Kämpfen? Mit einer Frau wie Elisabeth? Nein – das konnte nur mit einer nie zu überwindenden Demütigung enden. Es gab für sie nur eins – verzichten.

Als sie sich darüber einig war, sagte sie zu ihrem Vater:

»Paps, wenn Elisabeth ihr Haus fertig und eingerichtet hat, wollen wir abreisen.«

»Hat der Herr Graf – – –?« Er vollendete die angefangene Frage nicht, da ihn seine Tochter mit einem so eigentümlichen Blick anschaute, daß ihm weh und weich ums Herz wurde. Denn in diesem Blick erkannte er, daß auch Helene alle Hoffnung aufgab.

»Wie du willst, mein Kind!« erwiderte er leise und streichelte zärtlich ihren Scheitel.

Dann ging er hin, um Elisabeth seine Meinung zu sagen.

»Helene hat mir soeben verkündet, daß wir abreisen«, begann er. »Sie haben also Ihren Zweck erreicht, Elisabeth, haben ein junges Mädchen unglücklich gemacht, das Ihnen nie im Leben etwas zuleide getan hat. Sie können stolz auf diese Leistung sein, Elisabeth. Wir räumen Ihnen das Feld.«

»Sie sind verrückt, Dazkovic!« rief Elisabeth.

»Verrückt war ich,« knurrte der Gospodin, »wie ich erlaubt habe, daß Sie mitkommen. War ich nicht nur verrückt, sondern direkt schwachsinnig, habe ich aber geglaubt, daß Sie wenigstens ein junges Wesen in Ruhe lassen können, was Ihnen nichts getan hat – – –.«

» Das Ihnen nichts getan hat, heißt es«, korrigierte Elisabeth sachgemäß.

»Sie haben recht – machen Sie sich nur über mich und mein armes Kind lustig! Aber ich sage Ihnen, werden Sie noch an mich denken!«

»Keine leeren Drohungen, Sie wissen – unsere Chancen stehen gleich, und wenn ich mir's recht überlege, sind die meinigen noch besser. Also machen Sie nicht sich und Helene verrückt, denn Sie werden doch nicht im Ernst glauben, daß ich etwa auf Herrn Stephan Antzey – reelle Absichten habe?«

»Dann um Himmels und Christi willen, Elisabeth – warum lassen Sie ihn dann nicht Helene heiraten?«

»Sie reden schon wieder in die Irre, Dazkovic.

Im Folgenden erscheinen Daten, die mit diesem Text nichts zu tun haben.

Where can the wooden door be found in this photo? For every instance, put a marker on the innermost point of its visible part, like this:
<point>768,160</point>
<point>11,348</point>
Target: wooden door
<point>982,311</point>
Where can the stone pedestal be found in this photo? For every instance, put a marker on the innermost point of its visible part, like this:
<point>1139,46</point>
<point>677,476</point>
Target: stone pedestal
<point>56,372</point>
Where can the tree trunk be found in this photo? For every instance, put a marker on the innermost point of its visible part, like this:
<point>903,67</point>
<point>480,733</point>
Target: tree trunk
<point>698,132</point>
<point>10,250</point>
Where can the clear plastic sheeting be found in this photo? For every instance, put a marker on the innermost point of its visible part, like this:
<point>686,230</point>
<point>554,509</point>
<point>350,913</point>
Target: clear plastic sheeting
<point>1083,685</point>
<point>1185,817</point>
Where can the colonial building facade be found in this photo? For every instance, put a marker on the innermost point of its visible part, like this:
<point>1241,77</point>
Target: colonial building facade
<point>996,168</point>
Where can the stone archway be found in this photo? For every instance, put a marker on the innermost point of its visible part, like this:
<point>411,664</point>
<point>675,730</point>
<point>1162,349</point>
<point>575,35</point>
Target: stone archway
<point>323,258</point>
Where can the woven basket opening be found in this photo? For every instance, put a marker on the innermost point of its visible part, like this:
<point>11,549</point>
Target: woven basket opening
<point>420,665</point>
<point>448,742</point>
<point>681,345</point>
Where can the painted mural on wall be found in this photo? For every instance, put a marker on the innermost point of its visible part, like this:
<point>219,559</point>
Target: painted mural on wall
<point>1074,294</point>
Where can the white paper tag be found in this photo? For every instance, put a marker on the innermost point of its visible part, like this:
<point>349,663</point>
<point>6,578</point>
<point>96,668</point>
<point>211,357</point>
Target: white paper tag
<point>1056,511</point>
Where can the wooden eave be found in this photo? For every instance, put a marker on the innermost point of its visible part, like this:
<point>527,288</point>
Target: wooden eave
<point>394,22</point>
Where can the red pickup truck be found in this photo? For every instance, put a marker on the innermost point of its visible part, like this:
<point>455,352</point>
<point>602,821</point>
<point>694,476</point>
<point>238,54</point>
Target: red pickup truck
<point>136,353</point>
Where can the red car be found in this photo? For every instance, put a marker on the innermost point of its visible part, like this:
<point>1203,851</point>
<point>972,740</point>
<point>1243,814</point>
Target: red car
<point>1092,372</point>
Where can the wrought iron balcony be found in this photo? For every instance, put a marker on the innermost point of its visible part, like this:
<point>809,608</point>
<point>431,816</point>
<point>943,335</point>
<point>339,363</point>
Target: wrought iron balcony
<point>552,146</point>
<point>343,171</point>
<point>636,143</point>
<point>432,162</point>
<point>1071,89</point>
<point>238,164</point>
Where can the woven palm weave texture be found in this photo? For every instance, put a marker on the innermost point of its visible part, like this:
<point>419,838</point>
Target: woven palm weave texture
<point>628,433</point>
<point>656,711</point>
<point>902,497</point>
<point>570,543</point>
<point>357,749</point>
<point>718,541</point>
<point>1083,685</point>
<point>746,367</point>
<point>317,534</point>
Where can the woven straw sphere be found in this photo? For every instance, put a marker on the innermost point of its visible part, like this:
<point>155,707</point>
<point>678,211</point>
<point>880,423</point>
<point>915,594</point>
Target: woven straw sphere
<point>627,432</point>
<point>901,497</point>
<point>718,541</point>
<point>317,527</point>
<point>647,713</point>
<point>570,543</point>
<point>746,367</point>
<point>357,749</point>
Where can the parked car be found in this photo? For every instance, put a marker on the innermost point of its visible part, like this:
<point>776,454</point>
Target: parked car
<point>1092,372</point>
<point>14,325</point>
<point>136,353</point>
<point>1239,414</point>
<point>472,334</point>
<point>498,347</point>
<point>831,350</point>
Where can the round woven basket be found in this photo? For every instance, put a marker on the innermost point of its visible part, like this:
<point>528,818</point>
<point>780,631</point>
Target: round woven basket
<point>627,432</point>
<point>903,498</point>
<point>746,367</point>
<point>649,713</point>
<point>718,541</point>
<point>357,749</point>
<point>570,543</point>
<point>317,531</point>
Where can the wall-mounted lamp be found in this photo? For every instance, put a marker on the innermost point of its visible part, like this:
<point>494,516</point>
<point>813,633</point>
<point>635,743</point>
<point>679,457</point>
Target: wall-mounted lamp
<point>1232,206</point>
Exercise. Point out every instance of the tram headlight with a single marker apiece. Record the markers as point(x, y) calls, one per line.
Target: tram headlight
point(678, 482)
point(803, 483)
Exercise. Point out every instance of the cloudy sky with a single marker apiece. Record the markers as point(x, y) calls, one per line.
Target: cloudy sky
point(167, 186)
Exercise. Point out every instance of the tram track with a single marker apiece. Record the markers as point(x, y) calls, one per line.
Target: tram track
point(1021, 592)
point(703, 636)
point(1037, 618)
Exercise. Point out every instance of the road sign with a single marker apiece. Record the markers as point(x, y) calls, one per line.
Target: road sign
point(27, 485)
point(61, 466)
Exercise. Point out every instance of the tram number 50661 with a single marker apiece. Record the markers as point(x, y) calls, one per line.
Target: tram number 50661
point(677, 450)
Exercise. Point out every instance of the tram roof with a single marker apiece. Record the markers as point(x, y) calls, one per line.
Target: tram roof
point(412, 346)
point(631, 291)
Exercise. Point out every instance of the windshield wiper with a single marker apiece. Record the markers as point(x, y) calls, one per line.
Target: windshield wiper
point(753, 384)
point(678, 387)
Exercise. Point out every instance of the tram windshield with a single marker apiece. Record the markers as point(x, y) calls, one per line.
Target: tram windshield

Was tue ich denn – – –?«

Da erhob sich der Gospodin und trat ganz dicht auf sie zu, so dicht, wie er es noch nie gewagt hatte.

»Was Sie tun? Was Sie tun?« schrie er. »Ich kann Ihnen das nicht sagen, kann Ihnen das nicht an den Fingern herzählen, aber so eine Frau wie Sie, die weiß ganz genau, was sie tut – wenn die anderen es auch nicht wissen und nicht sehen können. Sie haben mir – erinnern Sie sich – damals im Eisenbahnwagen gesagt, Sie heucheln nicht. Sie sagen immer das, was Sie denken! Ich aber sage Ihnen, Elisabeth, wenn Sie nie gelogen haben, haben Sie damals gelogen, so, wie Sie immer lügen; Sie sind viel schlechter, als ich geglaubt habe, Sie sind schlecht, weil sie schlecht sein wollen, da wissen Sie's!«

Elisabeth war durch diesen Ausbruch Dazkovics so überrascht, daß sie in der ersten Minute gar keine Antwort darauf fand. Irgend etwas setzte sich auch in ihr auf und flüsterte ihr zu: Der Mann hat recht! Das, was du jetzt tust, ist wirklich schlecht. – – –

»Dazkovic – –« rief sie, unsicher, mit sich selbst kämpfend. – –

Aber er hörte sie nicht an. Zur Tür stampfte er und verließ das Zimmer, ohne sich umzudrehen.